There’s a few open-source options for configuration management, but one in particular caught my eye. Opscode’s Chef is ruby-based, which works for me since I do a fair amount of ruby development and it’s a language that I enjoy working with. And chef is also what the OpenStreetMap sysadmins use to configure their servers, so having people around who use the same system would simply be a bonus.
What started off as a few days effort turned into a massive multi-week project as I learned chef for the first time, and plugged through creating cookbooks for all the components of my server. It was a massive task and took much longer than I’d initially expected, but 18 months on it was clearly worth it – I’d have never been able to run enough servers for all the styles I have now, nor been able to keep up with the upgrades to the software and hardware without it. It’s awesome.
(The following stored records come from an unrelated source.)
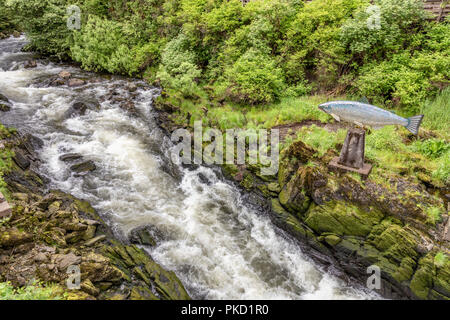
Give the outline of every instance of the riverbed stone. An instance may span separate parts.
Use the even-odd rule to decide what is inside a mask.
[[[0,102],[0,111],[1,112],[8,112],[10,110],[11,110],[11,106],[9,104]]]
[[[148,226],[142,226],[133,229],[130,232],[130,241],[135,244],[155,246],[156,241],[153,239],[151,230]]]
[[[37,61],[36,60],[28,60],[24,63],[23,67],[25,69],[32,69],[37,67]]]
[[[70,74],[69,71],[61,71],[61,72],[58,74],[58,76],[59,76],[60,78],[63,78],[63,79],[68,79],[68,78],[70,78],[72,75]]]
[[[12,208],[6,201],[0,201],[0,219],[8,218],[11,216]]]
[[[97,166],[92,160],[77,163],[70,167],[70,170],[76,173],[87,173],[94,171],[95,169],[97,169]]]
[[[70,79],[69,82],[67,83],[67,85],[69,87],[79,87],[84,85],[86,82],[84,80],[81,79]]]
[[[64,118],[70,118],[72,116],[83,116],[86,114],[88,106],[81,101],[74,102],[70,108],[64,113]]]
[[[59,157],[59,160],[64,162],[71,162],[75,160],[82,159],[83,156],[79,153],[66,153]]]

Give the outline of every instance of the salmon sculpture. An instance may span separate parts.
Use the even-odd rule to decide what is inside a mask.
[[[417,135],[423,115],[403,118],[395,113],[365,102],[331,101],[319,105],[319,109],[331,115],[336,121],[347,121],[363,127],[380,129],[387,125],[401,125]]]

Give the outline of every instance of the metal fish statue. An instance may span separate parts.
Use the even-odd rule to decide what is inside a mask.
[[[331,115],[336,121],[345,120],[359,126],[379,129],[387,125],[401,125],[417,135],[423,115],[403,118],[395,113],[356,101],[331,101],[319,105],[319,109]]]

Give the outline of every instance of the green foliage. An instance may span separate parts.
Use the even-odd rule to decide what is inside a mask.
[[[61,300],[64,298],[56,286],[42,286],[33,282],[23,288],[14,288],[9,282],[0,283],[0,300]]]
[[[90,16],[82,31],[74,31],[72,58],[88,70],[128,75],[139,72],[158,49],[152,43],[135,44],[137,40],[127,27],[125,23]]]
[[[443,139],[429,139],[425,141],[417,141],[415,149],[429,158],[439,158],[445,152],[450,151],[450,143]]]
[[[303,127],[297,132],[297,137],[307,145],[318,151],[318,156],[323,156],[329,149],[335,148],[336,144],[345,138],[345,130],[336,133],[329,132],[325,128],[312,125]]]
[[[17,14],[36,51],[67,58],[71,32],[68,30],[66,0],[7,0]],[[76,3],[73,3],[76,4]]]
[[[255,49],[248,50],[226,70],[225,78],[229,83],[227,95],[241,103],[273,102],[285,88],[283,72],[276,62]]]
[[[436,99],[427,100],[422,104],[420,113],[424,114],[423,125],[433,130],[439,130],[450,135],[450,87],[443,90]]]
[[[352,54],[373,59],[403,49],[423,26],[427,12],[422,0],[377,0],[359,7],[354,16],[342,26],[343,44]]]
[[[163,86],[190,96],[198,90],[196,80],[200,75],[201,71],[195,65],[195,54],[189,50],[187,37],[180,34],[164,48],[157,77]]]
[[[442,251],[439,251],[439,252],[434,256],[434,264],[435,264],[437,267],[443,267],[443,266],[445,266],[445,264],[447,263],[447,261],[448,261],[448,257],[447,257],[447,255],[446,255],[444,252],[442,252]]]
[[[9,33],[17,28],[14,12],[6,2],[6,0],[0,0],[0,32],[2,33]]]
[[[438,159],[437,168],[432,172],[432,177],[450,185],[450,152],[447,151]]]
[[[363,53],[372,62],[361,66],[355,88],[374,101],[395,102],[417,112],[427,98],[450,83],[450,24],[432,22],[416,34],[411,34],[414,28],[408,30],[403,38],[397,39],[401,43],[397,48],[376,45],[376,50],[381,50],[377,55],[384,57],[382,61]]]
[[[450,27],[420,0],[1,0],[34,47],[89,70],[144,75],[165,89],[241,105],[351,89],[408,112],[449,83]],[[80,6],[82,27],[66,27]],[[1,6],[0,2],[0,6]]]

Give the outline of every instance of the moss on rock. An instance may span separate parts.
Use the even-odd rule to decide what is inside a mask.
[[[383,214],[377,210],[366,211],[351,203],[330,201],[312,206],[305,223],[319,234],[366,236],[382,218]]]

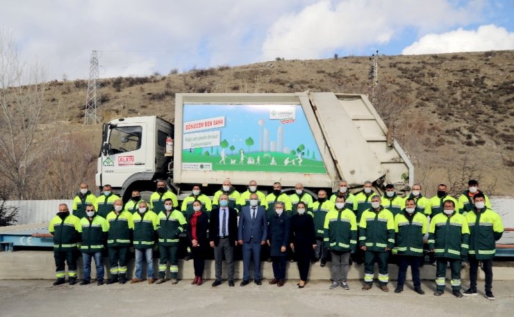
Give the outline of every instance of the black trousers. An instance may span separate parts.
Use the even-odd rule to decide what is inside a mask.
[[[423,261],[423,257],[415,257],[411,255],[398,255],[399,268],[398,269],[398,284],[397,287],[403,286],[405,284],[405,277],[407,275],[407,268],[411,266],[411,271],[413,273],[413,284],[414,287],[421,286],[420,280],[420,265]]]
[[[277,279],[285,279],[285,256],[272,256],[273,275]]]
[[[205,268],[205,250],[203,245],[199,247],[190,247],[191,255],[193,258],[193,266],[194,267],[194,276],[201,277],[204,275]]]
[[[109,265],[110,266],[110,278],[116,279],[118,275],[125,277],[126,275],[128,247],[109,247],[108,250],[109,252]]]
[[[474,255],[469,255],[470,288],[476,289],[476,278],[479,274],[479,263],[482,261],[483,273],[486,273],[486,291],[492,289],[492,260],[477,260]]]
[[[76,279],[76,250],[59,251],[53,250],[53,259],[56,260],[56,277],[64,279],[66,276],[66,265],[68,263],[68,276],[71,279]]]

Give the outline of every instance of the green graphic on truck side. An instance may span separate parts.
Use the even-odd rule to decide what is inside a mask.
[[[325,174],[299,104],[183,106],[186,170]]]

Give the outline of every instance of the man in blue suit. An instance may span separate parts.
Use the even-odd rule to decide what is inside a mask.
[[[266,209],[258,205],[256,193],[250,195],[250,205],[244,206],[239,214],[238,240],[242,245],[243,273],[241,286],[250,282],[250,261],[254,258],[254,282],[262,285],[260,282],[260,247],[266,243],[267,236],[267,218]]]

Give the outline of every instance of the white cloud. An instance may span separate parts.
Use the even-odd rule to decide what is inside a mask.
[[[514,49],[514,32],[493,24],[476,31],[457,30],[442,34],[427,34],[404,49],[402,54],[427,54]]]
[[[315,58],[335,49],[383,44],[408,28],[420,33],[479,19],[483,1],[461,6],[448,0],[322,1],[283,15],[270,29],[263,58]]]

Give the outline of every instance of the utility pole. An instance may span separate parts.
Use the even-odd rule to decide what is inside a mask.
[[[97,115],[97,107],[100,106],[100,92],[99,91],[98,54],[91,51],[90,59],[89,80],[88,81],[88,95],[85,99],[85,113],[84,124],[95,124],[100,122]]]

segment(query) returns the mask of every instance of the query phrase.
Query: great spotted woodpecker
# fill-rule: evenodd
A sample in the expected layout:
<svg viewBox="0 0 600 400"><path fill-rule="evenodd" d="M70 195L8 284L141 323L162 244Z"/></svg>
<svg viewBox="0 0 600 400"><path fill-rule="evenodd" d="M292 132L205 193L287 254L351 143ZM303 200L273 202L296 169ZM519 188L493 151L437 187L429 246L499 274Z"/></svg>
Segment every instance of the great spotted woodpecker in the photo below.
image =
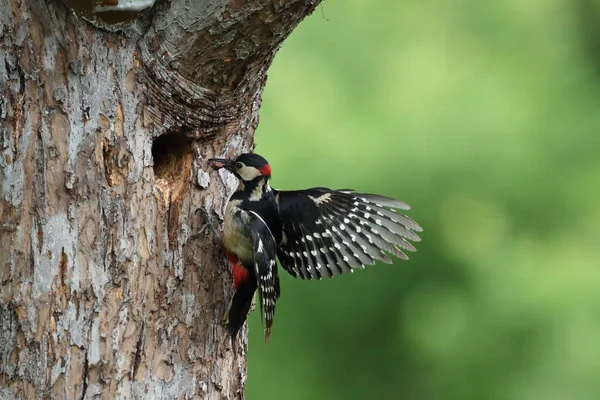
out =
<svg viewBox="0 0 600 400"><path fill-rule="evenodd" d="M353 190L313 188L283 191L269 186L271 167L258 154L212 158L239 181L225 210L223 244L233 265L235 294L226 313L232 340L244 324L258 289L268 341L280 295L276 258L293 277L321 279L352 272L376 260L391 263L386 252L408 259L409 241L421 227L395 209L401 201Z"/></svg>

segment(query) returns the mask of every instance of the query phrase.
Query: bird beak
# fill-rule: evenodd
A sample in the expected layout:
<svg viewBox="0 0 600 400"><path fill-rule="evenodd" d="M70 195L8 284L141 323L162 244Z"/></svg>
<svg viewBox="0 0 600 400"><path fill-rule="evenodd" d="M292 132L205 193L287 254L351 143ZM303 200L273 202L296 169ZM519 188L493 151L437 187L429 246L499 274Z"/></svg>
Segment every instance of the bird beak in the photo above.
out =
<svg viewBox="0 0 600 400"><path fill-rule="evenodd" d="M229 170L229 171L234 170L233 160L230 160L228 158L211 158L210 160L208 160L208 163L214 169L225 168L226 170Z"/></svg>

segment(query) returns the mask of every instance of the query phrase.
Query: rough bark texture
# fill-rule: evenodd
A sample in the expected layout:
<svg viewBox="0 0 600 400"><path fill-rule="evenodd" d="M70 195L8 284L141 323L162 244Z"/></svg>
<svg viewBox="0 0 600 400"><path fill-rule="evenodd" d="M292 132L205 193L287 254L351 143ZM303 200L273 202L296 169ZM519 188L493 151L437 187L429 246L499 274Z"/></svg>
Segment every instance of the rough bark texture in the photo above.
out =
<svg viewBox="0 0 600 400"><path fill-rule="evenodd" d="M220 325L231 276L200 233L234 183L203 160L252 147L318 2L163 1L109 32L83 2L0 0L1 398L243 397L247 336Z"/></svg>

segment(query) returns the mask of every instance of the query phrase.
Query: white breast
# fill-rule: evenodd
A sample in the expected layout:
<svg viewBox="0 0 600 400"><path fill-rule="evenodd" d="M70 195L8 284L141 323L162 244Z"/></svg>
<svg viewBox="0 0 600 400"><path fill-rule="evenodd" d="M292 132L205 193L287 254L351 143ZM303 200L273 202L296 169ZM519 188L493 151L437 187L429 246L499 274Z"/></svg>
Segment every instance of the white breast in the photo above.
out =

So here’s some tips, for those who have their own servers and are in a similar position to what I was.
- How many servers before it’s worth it? Configuration management really kicks in to its own when you have dozens of servers, but how few are too few to be worth the hassle? It’s a tough one. Nowadays I’d say if you have only one server it’s still worth it – just – since one server really means three, right? The one you’re running, the VM on your laptop that you’re messing around with for the next big software upgrade, and the next one you haven’t installed yet. If you’re running a server with anything remotely important on it, then having some chef-scripts to get a replacement up and running if the first goes up in smoke is a really good time-critical aid when you need it most.
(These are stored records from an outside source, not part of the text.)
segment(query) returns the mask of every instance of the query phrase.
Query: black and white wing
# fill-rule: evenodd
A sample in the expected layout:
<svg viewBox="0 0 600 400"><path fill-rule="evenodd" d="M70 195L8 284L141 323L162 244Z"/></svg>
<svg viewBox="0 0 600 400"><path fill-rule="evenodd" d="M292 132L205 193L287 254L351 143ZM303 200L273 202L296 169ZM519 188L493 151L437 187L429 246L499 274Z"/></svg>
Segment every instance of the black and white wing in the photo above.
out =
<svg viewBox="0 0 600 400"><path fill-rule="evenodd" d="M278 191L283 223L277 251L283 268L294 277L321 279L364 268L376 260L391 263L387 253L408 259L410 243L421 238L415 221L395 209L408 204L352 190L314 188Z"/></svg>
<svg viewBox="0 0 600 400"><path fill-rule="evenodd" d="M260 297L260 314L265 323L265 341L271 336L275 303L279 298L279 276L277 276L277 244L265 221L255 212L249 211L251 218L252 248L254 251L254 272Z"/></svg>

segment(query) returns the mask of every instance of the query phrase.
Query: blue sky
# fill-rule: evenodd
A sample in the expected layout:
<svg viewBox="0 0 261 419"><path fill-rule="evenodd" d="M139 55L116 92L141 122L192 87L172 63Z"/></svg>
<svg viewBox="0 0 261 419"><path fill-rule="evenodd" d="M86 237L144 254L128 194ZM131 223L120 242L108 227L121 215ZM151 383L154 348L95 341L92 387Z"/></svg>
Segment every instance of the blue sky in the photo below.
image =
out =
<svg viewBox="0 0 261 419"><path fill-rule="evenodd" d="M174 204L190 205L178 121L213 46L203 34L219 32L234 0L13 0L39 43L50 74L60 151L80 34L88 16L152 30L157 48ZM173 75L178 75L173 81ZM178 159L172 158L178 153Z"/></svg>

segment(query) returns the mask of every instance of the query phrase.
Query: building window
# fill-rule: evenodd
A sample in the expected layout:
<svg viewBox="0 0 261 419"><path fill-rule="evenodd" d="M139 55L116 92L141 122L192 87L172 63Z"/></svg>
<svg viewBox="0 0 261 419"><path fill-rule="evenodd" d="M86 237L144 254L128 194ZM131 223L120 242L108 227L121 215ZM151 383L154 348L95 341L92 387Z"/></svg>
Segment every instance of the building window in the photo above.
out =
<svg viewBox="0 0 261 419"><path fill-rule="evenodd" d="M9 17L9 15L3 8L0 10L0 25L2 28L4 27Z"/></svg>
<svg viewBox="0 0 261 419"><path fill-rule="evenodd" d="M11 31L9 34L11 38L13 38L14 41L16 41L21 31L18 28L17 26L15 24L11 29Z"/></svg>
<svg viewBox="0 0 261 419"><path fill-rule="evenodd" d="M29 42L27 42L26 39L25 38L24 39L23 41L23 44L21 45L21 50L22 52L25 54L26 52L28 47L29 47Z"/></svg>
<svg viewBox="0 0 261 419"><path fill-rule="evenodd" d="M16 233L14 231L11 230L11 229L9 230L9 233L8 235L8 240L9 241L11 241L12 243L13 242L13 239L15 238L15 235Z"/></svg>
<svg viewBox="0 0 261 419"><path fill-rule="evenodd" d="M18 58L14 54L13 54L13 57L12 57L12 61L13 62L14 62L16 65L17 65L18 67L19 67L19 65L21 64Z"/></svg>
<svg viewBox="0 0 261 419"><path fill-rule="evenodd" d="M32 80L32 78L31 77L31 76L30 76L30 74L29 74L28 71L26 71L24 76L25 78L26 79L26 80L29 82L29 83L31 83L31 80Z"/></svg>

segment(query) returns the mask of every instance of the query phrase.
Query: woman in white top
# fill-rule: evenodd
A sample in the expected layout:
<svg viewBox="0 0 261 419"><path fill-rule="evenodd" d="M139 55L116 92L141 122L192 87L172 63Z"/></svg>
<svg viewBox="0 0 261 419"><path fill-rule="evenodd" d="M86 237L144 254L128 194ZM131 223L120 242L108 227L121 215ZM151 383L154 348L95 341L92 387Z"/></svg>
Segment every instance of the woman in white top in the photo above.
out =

- How do you get started with chef? Well, it’s tough, the learning curve is like a cliff. Chef setups have three main parts – the server(s) you’re setting up (the “node”), the machine you’re pressing keys on (the “workstation”) and the confusingly-named “chef server” which is where “nodes” grab their scripts (“cookbooks”) from. It makes sense to cut down the learning, so I’d recommend using the free 5-node trial of their Hosted Chef offering. That way you only need to concentrate on the nodes and workstation setup at first – and when you run out of nodes, there’s always the open-source chef-server if the platform is too expensive.
- Which recipes should I use? There are loads available on github, and there’s links all over the chef website. In general, I recommend avoiding them, at least at first. Like I mentioned, the learning curve is cliff-like and while you can do super-complex whizz-bang stuff with chef, the public recipes are almost all vastly overcomplicated, and more importantly, hard to learn from. Start out writing your own – mine were little more than a list of packages to install at first. Then I started adding in some templates, a few scripts resources here and there, and built up from there as I learned new features. Make sure your chef repository is in git, and that you’re committing your cookbook changes as you go along
- Where’s the documentation? I’d recommend following the tutorial to get things all set up, while trying not to worry too much about the details. Then start writing recipes. For that, the resources page on the wiki tells you everything you need to know – start with the package resource, then the template resource, then on to the rest. There’s a whole bunch of stuff that you won’t need for a long time – attributes, tags, searches – so don’t try learning everything in one go.
I’ll be writing more about developing and testing cookbooks in the future – it’s a whole subject in itself!